Soon after I did take off, but it was only because we got caught up with a couple of riders going just a little slow for me – and I didn’t want to be looking at dirty hipster arses of people on gravel bikes with no mudguards. I mean fair play to anyone who rides 600k, but I wanted to look around me not at rapha logos in retina-burn inducing pink. With 60km to go I also thought I could open up the taps a bit and see what kind of strength I had left – after all this was a training ride of sorts do why not push the boat out now I knew that I would make it even if I bonked in a spectacular fashion?
So I took out the hammer and used it. To be fair I was still going relatively slowly and my average for the 60km was under 24kph, but it felt good to put my hands on the drops and put some watts down. I knew there was one nasty steep wedge to get over the downs, then a long gradual drop back to the Thames towards Kingston and then Raynes park. And it was a nasty little wedge too, right back down to first gear, thighs screaming, heat and sweat coming together in a good approximation of summer.
Then a straight steady run in followed by a final 5 miles or so that twisted and turned through back roads, like someone’s weekday, traffic avoiding, commute – thankful to be using a GPS. I pushed it all the way in at about the level of perceived effort – but nowhere near the speed – of a four hour training ride.
Then the satisfaction of coming back to the arrive in a decent time for me (37.5 hours) to yet more hot food and friendly welcome from Richard and crew – how they were still managing to be both hospitable and retain a sense of humour when they had had about as mush sleep as I had is beyond me – chapeau!
A quick train trip took me to Waterloo where I rode to Liverpool St to catch the train to Walthamstow only to find all services from Liverpool St suspended, so a final, quite hard, 10km home with a heavy backpack and drop bag. And that cluster was still clattering.
A lovely ride then with varied scenery, enough climbing without being willfully stupid and excellent TLC from Kingston Wheelers. The route finding itself was pretty staggering taking in two routes in and out of West London and the intricate threading on day two being particularly impressive.

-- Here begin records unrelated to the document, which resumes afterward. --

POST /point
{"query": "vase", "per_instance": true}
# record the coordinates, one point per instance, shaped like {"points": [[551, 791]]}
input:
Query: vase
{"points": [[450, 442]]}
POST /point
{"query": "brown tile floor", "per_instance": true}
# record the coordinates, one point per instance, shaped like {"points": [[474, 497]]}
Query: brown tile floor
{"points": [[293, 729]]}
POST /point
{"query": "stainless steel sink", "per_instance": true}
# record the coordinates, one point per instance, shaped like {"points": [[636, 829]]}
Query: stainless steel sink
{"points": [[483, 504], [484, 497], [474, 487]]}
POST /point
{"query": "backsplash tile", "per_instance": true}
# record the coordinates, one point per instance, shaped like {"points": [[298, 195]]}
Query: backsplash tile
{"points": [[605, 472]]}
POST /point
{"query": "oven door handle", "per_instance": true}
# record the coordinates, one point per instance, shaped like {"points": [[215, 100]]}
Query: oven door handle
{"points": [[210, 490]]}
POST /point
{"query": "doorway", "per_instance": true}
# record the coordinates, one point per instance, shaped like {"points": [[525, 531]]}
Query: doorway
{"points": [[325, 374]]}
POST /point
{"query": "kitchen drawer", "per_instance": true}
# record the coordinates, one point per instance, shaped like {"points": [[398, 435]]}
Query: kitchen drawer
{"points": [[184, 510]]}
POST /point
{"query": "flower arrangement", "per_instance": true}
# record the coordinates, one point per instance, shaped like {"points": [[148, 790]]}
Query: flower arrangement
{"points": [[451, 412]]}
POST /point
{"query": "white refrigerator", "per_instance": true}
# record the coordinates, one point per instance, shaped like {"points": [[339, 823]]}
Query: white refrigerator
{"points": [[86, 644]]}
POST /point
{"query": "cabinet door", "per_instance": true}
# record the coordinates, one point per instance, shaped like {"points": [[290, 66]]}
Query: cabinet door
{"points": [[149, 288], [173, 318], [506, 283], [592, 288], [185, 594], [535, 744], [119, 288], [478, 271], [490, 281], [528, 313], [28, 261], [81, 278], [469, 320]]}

And with that I had qualified for PBP and with three days to the cut off to do a final registration – would I? I had certainly not been in favour a few weeks ago but with some rest and a good ride behind me I felt much more positive about it all, so I loaded up the PBP site and entered. A few bits to sort out on my very average bike, some new handlebars ordered, a new cluster and probably a new dynamo wheel needed plus need to put the ancient Brooks on.
60 days to go and no going back now… Paris here we come… I am under no illusions this time of the job to be done. First one is to repeat what i had just done – do the 600 with 5000m metres of climbing with one short sleep and get to Brest in under 40 hours. Second job is to get back.